- On Sunday, Brian Duensing allowed two runs, scattering seven hits over seven innings to continue his solid start to the season. He struck out five while walking two. Duensing's K/9 through 20 IP sits at 6.30, up almost a full point from last year's mark of 5.37. His swinging-strike percentage is 9.5%, up from the 7.7% he posted last year. It's probably too early to tell whether this uptick is sustainable, but obviously missing more bats should translate into continued success for Duensing and he's kept the Twins in every game he's started this year.
- Liriano had what should, on the surface, look like a confidence-building start last night, allowing only two runs and pitching into the seventh inning. This is great, and he picked up his first win, but there are still plenty of red flags here. For starters he walked five, equaling his total from his disastrous first start in Toronto. He struck out only two, meaning that his K/BB rate now sits at 1.00. Both runs he allowed came on home runs, bringing his season total to four after allowing only nine all of last year. That's not to say it was all bad though, and there are encouraging signs. Liriano induced 13 ground ball outs as opposed to 6 fly balls, continuing a trend from his previous start. According to PitchFX, he averaged 93.19 mph with his fastball and touched 95.6, a huge improvement over his first start where he sat at 90.4 mph. It's hard to know quite what to make of Liriano so far, but he's certainly going to have to get the walks under control if he wants to come anywhere close to last year's success.

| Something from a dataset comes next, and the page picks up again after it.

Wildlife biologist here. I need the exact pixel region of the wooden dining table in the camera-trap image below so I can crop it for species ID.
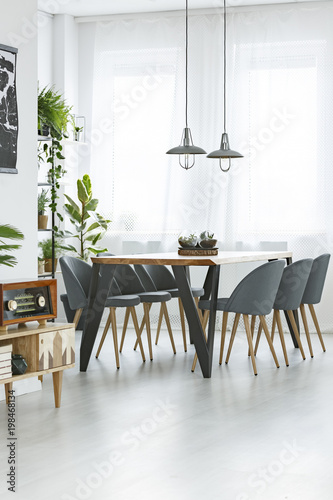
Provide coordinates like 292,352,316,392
80,251,297,378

- Still not great, but getting better? Maybe? Kubel at least over the weekend showed some of the power that's been non-existent from this crew so far. Last night's win featured some clutch hitting from unlikely sources (Butera??) and to be able to scratch out five runs and win without Mauer and Morneau is at least a positive. I mean, the bats have to catch fire at some point....right?
- It should be said that this was an unexpected positive from the last two games. Sunday's game featured great catches from all three outfielders - Repko ranging far back and to his left and laying out, Kubel making a leaping catch near the wall in right, and Delmon with one of his sort-of-awkward-but-effective dives coming in on a low line drive to left. Casilla and Tolbert, despite their shortcomings with the bats, have looked like a more than capable double-play combination, turning a great DP in the 8th inning of Sunday's game to bail Perkins out of a jam and turning another key DP in the 6th inning last night. Casilla also made a Punto-esque barehand and diving throw for the final out of the 6th. It's still too early for the advanced defensive metrics to have much to say, but the team UZR as it stands now certainly isn't embarrassing, for what it's worth. Maybe not much.

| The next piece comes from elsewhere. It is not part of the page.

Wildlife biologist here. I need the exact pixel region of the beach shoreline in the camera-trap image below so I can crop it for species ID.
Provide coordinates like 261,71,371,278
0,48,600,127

- If the story of the weekend was Nathan being replaced by Capps as closer (which has been written about in many different places) the story of the night last night was Jim Hoey pitching 1 1/3 scoreless innings, striking out one, and sitting at 96.7 mph with the fastball. Sure, he's no Aroldis Chapman, but it was a change for Twins fans to see someone throwing heat out of the bullpen. Hoey's career numbers are fairly ugly and I'm not convinced he's an impact arm in the bullpen or even someone I'd regularly trust in high-leverage situations, but there aren't a lot of more promising options in the minors that look ready right now. One of the biggest problems I see with Hoey is that, as evidenced by his strikezone plot, most of his pitches (including mistakes) were up in the zone. When it comes to blowing high fastballs by hitters, 97 is ok, but it's certainly not 102, and Hoey only averages 0.18 of horizontal movement on his four-seam fastball according to PitchFX. This means it's really straight (Capps' fastball averaged, for comparison, 4.5 inches of movement). Straight + up in the zone can mean problems down the line, but I'll give Hoey a chance to prove me wrong. He does feature a changeup as well that he threw four times, each for a strike, and generated his only K of the night by freezing Mark Reynolds. It's a pitch he has apparently worked on a lot over the off-season, and this article claims it's actually a splitter, but it looks basically like a changeup. He'll need to continue to mix that in to stay effective, as, unlike Chapman, I don't think his straight heat is enough to get him by.